France Gall : l’amour me fait gagner tous les combats

France Gall fait sa rentrée au Zénith (jusqu’au 7 octobre). Ce nouveau récital a été entièrement écrit par son mari, Michel Berger. « Je suis son interprète idéale », a-t-elle affirmé à Michel Drucker qui l’a interviewée en exclusivité pour « Paris Match ».

Michel Drucker : Il me semble que depuis quelques années vous avez découvert le bonheur de communiquer avec le public. Comment expliquez-vous que vous ayez attendu si longtemps avant d’établir ces nouveaux rapports avec lui ?

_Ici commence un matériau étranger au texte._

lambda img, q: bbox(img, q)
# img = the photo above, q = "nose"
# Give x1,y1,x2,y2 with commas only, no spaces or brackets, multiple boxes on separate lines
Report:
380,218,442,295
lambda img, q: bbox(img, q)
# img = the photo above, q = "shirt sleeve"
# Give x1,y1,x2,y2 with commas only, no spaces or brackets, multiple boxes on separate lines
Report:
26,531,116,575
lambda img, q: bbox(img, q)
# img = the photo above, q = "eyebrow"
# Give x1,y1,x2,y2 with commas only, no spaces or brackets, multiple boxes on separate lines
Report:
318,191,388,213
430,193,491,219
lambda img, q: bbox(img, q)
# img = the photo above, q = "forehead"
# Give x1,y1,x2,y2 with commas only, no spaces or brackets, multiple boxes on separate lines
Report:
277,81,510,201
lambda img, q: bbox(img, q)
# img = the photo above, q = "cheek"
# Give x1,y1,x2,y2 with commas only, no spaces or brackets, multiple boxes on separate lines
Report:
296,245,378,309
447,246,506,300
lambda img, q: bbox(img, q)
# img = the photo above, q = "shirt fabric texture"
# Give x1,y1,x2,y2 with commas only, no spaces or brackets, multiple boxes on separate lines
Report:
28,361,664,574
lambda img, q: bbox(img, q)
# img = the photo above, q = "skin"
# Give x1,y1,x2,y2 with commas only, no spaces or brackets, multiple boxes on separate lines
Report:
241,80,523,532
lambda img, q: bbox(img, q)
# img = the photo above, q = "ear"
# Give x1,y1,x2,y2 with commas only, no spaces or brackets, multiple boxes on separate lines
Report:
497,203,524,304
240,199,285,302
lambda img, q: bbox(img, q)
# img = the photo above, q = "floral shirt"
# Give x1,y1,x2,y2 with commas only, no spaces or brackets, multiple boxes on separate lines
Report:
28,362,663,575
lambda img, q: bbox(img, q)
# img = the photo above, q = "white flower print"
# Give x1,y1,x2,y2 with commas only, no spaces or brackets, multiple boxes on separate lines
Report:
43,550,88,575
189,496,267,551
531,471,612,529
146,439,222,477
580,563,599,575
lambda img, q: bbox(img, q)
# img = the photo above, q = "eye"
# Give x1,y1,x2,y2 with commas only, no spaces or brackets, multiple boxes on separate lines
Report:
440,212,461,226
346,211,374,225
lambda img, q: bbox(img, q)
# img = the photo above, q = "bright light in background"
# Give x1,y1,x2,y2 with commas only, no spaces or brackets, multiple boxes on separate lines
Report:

France Gall : Cela s’est fait simplement. Parce que je chante des textes qui me ressemblent. Enfin ! qui racontent mes émotions, des choses auxquelles je suis sensible. Le public se retrouve dans mes chansons. C’est parce que nous parlons le même langage que nous sommes devenus si proches.

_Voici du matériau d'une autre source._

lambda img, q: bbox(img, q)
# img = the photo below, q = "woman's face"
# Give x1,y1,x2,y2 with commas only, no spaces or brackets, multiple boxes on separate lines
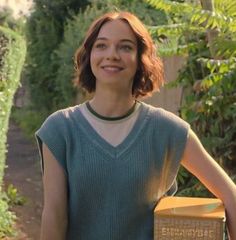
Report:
90,19,138,92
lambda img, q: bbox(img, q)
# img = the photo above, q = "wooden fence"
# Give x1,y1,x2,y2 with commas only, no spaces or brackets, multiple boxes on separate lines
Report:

Michel Drucker : Vous n’étiez pas contente de ce que vous chantiez, avant ?

France Gall : Ce n’était pas moi. J’étais mal dans ma peau. Or, l’important c’est de garder son identité.

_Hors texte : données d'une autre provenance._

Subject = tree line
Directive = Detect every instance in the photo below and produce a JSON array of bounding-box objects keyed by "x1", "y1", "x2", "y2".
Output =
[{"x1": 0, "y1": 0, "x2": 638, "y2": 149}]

Michel Drucker : Vous avez dit récemment qu’entre 1970 et 1974 vous aviez eu envie d’abandonner ce métier, et que vous aviez frôlé la dépression …

France Gall : Frôlé ? J’ai fait une dépression ! Quand tout a marché très fort et que ça ne marche plus … certains se réfugient dans la drogue, d’autres se jettent par la fenêtre, quelques-uns font une dépression et s’en sortent. Je suis quelqu’un de très équilibré, et je crois que je m’en suis tirée parce que j’ai eu une enfance très heureuse et choyée.

Michel Drucker : La famille est un mot que vous employez souvent …

France Gall : C’est capital pour moi. Ma famille n’est d’ailleurs pas étrangère à ce que je fais, car on est dans la musique depuis des générations. Nous sommes vraiment sur la même longueur d’ondes.

Michel Drucker : Vous avez vécu très tard avec vos parents.

France Gall : Oui, jusqu’à 23 ou 24 ans. Ils ont fini par partir !

Michel Drucker : Pourquoi ?

France Gall : Ils estimaient qu’il n’était pas très normal qu’à mon âge je vive encore avec eux. Pour eux, il était temps que je vole de mes propres ailes. Ils sont donc partis. Je n’avais jamais appris à me battre et j’ai eu beaucoup de mal à me débrouiller seule. Ce fut ma période noire, dépressive …

Michel Drucker : Parce que vous vous retrouviez seule ?

France Gall : Je n’étais pas seule, car j’ai toujours été très entourée, mais je n’avais plus rien, après avoir été quelqu’un de très connu.

Michel Drucker : Si Michel Berger écrivait pour d’autres chanteuses que vous, cela vous poserait-il un problème ?

France Gall : D’emblée, j’ai envie de vous répondre oui. Mais en y réfléchissant, je me dis qu’il a déjà écrit pour d’autres chanteuses, et leur interprétation a beaucoup apporté à ses chansons. Je ne me fais aucun souci : je pense être pour lui l’interprète idéale. Je ne crains pas les autres.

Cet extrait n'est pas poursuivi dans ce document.